Which is why Smith's news conference sounded a lot like those held by physicians who have treated Kill before.
"As you'd anticipate, Coach Kill's feeling is that he wants to get back on the field," said Smith, who expected the coach to be released from the hospital "sooner than later," though he remained hospitalized Monday night. "So we're going to make sure [his] medication levels are appropriate, that he's feeling well enough ... and to address those issues we can address now and not let this occur in the future."
That won't be easy; Kill has experienced seizures of varying severity since at least 1992, he has told reporters in the past, and has told friends that doctors believe scar tissue on the brain -- perhaps a residue of his football playing career as an aggressive 165-pound linebacker -- might be the root cause.
"I have scar tissue that's built up on my brain," he told Topeka Capital-Journal reporter Ken Corbitt after being hospitalized for three days at Emporia State in 2000. "They described it like electricity going off in the breaker box that's causing my breaker to pop. That causes seizures."
So does the combination of stress, fatigue and especially dehydration -- basically a workaholic coach's lifestyle. Of Kill's six public seizure-related hospital stays, dehydration was a factor in at least four. Smith said the Minnesota medical staff felt badly that was the case Saturday.
"There was clinical evidence of dehydration upon his admission. Shame on us for that," Smith said. "I share that responsibility -- that won't happen again. We can easily manage that problem."

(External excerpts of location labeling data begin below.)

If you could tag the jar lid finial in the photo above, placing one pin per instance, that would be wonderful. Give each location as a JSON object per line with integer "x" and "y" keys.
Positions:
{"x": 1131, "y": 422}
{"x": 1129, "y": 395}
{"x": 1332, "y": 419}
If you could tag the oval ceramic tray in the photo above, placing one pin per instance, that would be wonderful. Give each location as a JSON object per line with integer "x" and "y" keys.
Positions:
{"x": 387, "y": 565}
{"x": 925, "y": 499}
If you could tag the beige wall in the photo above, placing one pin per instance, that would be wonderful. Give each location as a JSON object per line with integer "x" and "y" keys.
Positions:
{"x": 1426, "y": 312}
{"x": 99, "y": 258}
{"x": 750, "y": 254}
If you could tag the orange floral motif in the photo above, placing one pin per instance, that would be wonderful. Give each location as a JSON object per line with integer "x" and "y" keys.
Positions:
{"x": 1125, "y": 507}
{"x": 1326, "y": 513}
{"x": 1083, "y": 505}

Like many with the affliction, Kill has experienced occasional smaller seizures, too; his collapse on the sidelines in the final seconds of a game at Southern Illinois in 2005 included a half-dozen "aftershocks," the coach said later. And his 2000 event was foreshadowed by minor flareups.
"Three weeks [earlier], I was at home and had a small seizure, I guess," Kill said at the time. "I don't remember it. Of course, I'm not going to go to the doctor and I let it go. I had a couple of little spells and I knew something wasn't quite right, but I just kept going. You have to in this profession."
Kill takes medication daily for his condition, and Smith said "we need to look at his [dosage] levels." But a friend of Kill's from a previous stop said Monday that his medication can be problematic during football season, because fatigue is a common side effect. Like many college coaches, Kill tends to work long days, sometimes 18 hours or more, and must balance the fatigue-inducing effects with his fatigue-inducing job.
Coaches frequently "push the envelope," Kill said at a Northern Illinois news conference last September after being released from a Chicago hospital, because "that's what we do. That's who we are.
"I will not change my coaching style. I never have, and haven't slowed down one inch. The day I don't do that, then I won't be [coaching]. But that won't happen, because I've been doing it too damn long and too damn good. I just want to coach football."
Athletic director Joel Maturi said when he announced Kill's hiring in December that he had investigated the coach's medical history and found the same thing -- that Kill and his staff both understand how to deal with his condition. The Gophers' film sessions and team meetings went on as normal Sunday, and coordinators Tracy Claeys and Matt Limegrover will make sure Tuesday's practice is routine.
"The reality of this disorder is that this is a common problem. People live normal lifestyles with this," Smith said. "There's medical management with current drugs that can make people live absolutely normal lives. We have to make sure we are providing that for him."